Ein wichtiger Unterschied zum Widerstand im Hambacher Wald ist die lokale Verankerung des Widerstands. Zwar gab es auch im Hambi durchaus lokale Unterstützung für die Waldbesetzer:innen. Seitdem haben die Aktivist:innen jedoch viel mehr Zeit und Energie für den Aufbau neuer Bündnisse verwendet.
Das Bündnis «Alle Dörfer Bleiben», das sich aus Bewohner:innen der bedrohten Dörfer und Unterstützer:innen zusammensetzt, ist wesentlich größer, als die Initiative «Buirer für Buir», die im Hambi viel Unterstützungsarbeit leistete. Auch das dürfte sich auf das Mobilisierungspotenzial auswirken.
Eine andere Energiepolitik
Schwer einzuschätzen beim aktuellen Kriegsgeschehen in der Ukraine und seinen Auswirkungen auf die Energiepolitik bleibt die Stimmung in der Bevölkerung. Die Regierung fährt zweigleisig. Parallel zum Vorstoß der Grünen, die erneuerbaren Energien schneller auszubauen, stimmt sie darauf ein, dass der Krieg in der Ukraine die Weiterverwendung «heimischer» Energieträger nötig macht, also auch der Braunkohle. Die Regierung spielt also die Klimakrise gegen den Krieg in der Ukraine aus.
Ob diese Argumentation verfängt und damit das Mobilisierungspotenzial für Lützerath schwächt, ist schwer zu sagen. Die grundlegend falsche Annahme dieser Politik ist jedenfalls offensichtlich: Die Eindämmung der Klimakrise ist unabdingbar für eine friedliche Zukunft. Schon heute führt die Klimaerhitzung zu sozialen Verwerfungen in vielen Teilen der Welt und schürt dadurch Konflikte. Eine konsequente Klimapolitik würde an vielen Stellen Druck aus dem Kessel nehmen und kriegerischen Auseinandersetzungen vorbeugen.
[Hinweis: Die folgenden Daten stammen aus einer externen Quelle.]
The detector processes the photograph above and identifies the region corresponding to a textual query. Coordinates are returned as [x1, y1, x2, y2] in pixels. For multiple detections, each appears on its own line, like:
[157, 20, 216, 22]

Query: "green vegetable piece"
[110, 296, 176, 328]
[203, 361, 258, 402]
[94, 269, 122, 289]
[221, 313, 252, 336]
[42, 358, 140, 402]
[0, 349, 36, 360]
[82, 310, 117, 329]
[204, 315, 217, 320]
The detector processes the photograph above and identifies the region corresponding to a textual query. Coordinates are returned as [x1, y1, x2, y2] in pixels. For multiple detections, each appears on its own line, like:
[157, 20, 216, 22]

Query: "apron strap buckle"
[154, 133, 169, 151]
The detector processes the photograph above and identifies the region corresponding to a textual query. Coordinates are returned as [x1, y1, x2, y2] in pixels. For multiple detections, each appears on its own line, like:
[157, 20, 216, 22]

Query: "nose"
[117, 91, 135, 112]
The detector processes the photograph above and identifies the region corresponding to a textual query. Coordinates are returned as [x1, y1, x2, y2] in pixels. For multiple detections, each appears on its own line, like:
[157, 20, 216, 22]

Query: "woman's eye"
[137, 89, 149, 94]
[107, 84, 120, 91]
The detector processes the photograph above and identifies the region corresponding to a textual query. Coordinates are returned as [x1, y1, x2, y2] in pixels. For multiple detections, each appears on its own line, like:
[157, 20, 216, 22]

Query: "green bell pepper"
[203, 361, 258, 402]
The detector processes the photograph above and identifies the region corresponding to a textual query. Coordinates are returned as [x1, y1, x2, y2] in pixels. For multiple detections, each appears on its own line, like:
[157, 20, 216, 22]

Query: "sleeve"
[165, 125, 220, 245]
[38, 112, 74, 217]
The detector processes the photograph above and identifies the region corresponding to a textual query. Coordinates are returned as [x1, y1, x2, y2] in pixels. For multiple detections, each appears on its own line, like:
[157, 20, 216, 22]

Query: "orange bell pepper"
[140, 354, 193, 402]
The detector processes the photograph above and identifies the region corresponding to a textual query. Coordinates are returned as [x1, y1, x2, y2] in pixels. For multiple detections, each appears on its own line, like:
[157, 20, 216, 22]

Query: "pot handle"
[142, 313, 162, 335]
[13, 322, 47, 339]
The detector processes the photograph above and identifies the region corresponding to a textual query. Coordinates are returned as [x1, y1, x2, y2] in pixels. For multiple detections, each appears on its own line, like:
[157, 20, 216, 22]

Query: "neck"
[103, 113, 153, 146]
Bisher setzt die Regierung vor allem auf den Austausch russischer Energieträger. Der hohe Energieverbrauch soll um jeden Preis aufrecht erhalten werden. Dafür dient sich Wirtschaftsminister Habeck sogar Despoten in der Golfregion an, dafür soll sogar das extrem klimaschädliche Fracking zur Gewinnung von Flüssiggas (kurz: LNG) in Kauf genommen werden. Dabei gäbe es kurzfristig verschiedene Ansätze, um den Energieverbrauch insgesamt zu senken.
Um die Klimakrise einzudämmen reicht es nicht, die Energieerzeugung umzustellen. Perspektivisch wäre ein grundlegender gesellschaftlicher Umbau hin zu einer postfossilen Produktions- und Lebensweise notwendig. Die dafür nötige Einsparung von Energie ist nicht mit einer kapitalistischen Wirtschaftsweise vereinbar. Die kommende Auseinandersetzung um das Dorf Lützerath wird erneut für Reibung im geschmierten Getriebe des fossilen Kapitalismus sorgen.